Swiss President Moritz Leuenberger has praised Switzerland's volunteer workers for their essential contribution to society.
In a speech to mark the United Nations International Volunteer Day, Leuenberger said that unpaid work was a "privilege" and that individuals could make a difference.
His comments came as events were held in Switzerland to mark the day.
Leuenberger said that unpaid work may only seem to make a small contribution – those who ran soup kitchens could not solve the problems on the streets or people who gave language classes to asylum seekers could not do anything about why people fled their home countries.
But their work was important in that the more such projects were carried out the more they would become the norm. This was good for society, he said.
"Each of these acts constitutes the foundation for social and cultural justice," said Leuenberger.
His remarks come a day after a survey commissioned by the Swiss Non-Profit Association revealed that two-thirds of the population had carried out some form of voluntary work in their lifetimes, which added up to 750 hours of unpaid labour.
The study – carried out to coincide with the international day – is aimed at helping raise awareness of unpaid work, said the association.
It is intended to complement the figures already gathered by the Federal Statistics Office, which estimated that one in four Swiss worked as volunteers. The new survey is more precise, said the association, which is why the office's statistics were lower.
In particular the report distinguished between formal volunteer work, such as for organisations or associations, and informal work such as looking after relatives or non-relatives outside the home.

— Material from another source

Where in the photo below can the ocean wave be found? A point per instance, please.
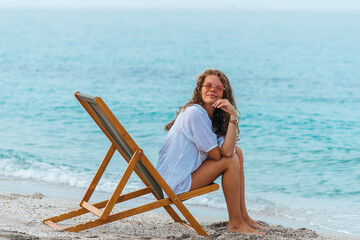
(27, 166)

The latter was found to be the most popular.
The survey is expected to be the first of many on the subject to be carried out over the next few decades.
For its part, the volunteer forum portal - whose members include local authorities, social organisations and churches - said that volunteers made many cultural and social events possible in Switzerland.

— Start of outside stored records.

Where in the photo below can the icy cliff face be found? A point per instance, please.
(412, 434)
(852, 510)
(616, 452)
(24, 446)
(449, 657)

It has organised a series of events across the country on Tuesday to highlight the importance of unpaid work.
The forum has also called for more recognition and support for volunteers from the government and local authorities, including the setting-up of a special centre for voluntary work.
swissinfo with agencies
According to the Federal Statistics Office (issued last year):
People engaged in voluntary work: 1.5 million.
Unpaid services for others: 1.4 million.
Hours spent in voluntary work in 2000: 740 million.
Value of voluntary work in 2000: SFr27 billion.
The International Volunteer Day for Economic and Social Development was adopted by the United Nations General Assembly in 1985.
Since then, governments, the UN system and civil society organisations have joined volunteers around the world to celebrate the day on December 5.
The Swiss-based International Federation of Red Cross and Red Crescent Societies says its 100 million volunteers and members around the world are essential for successful humanitarian assistance.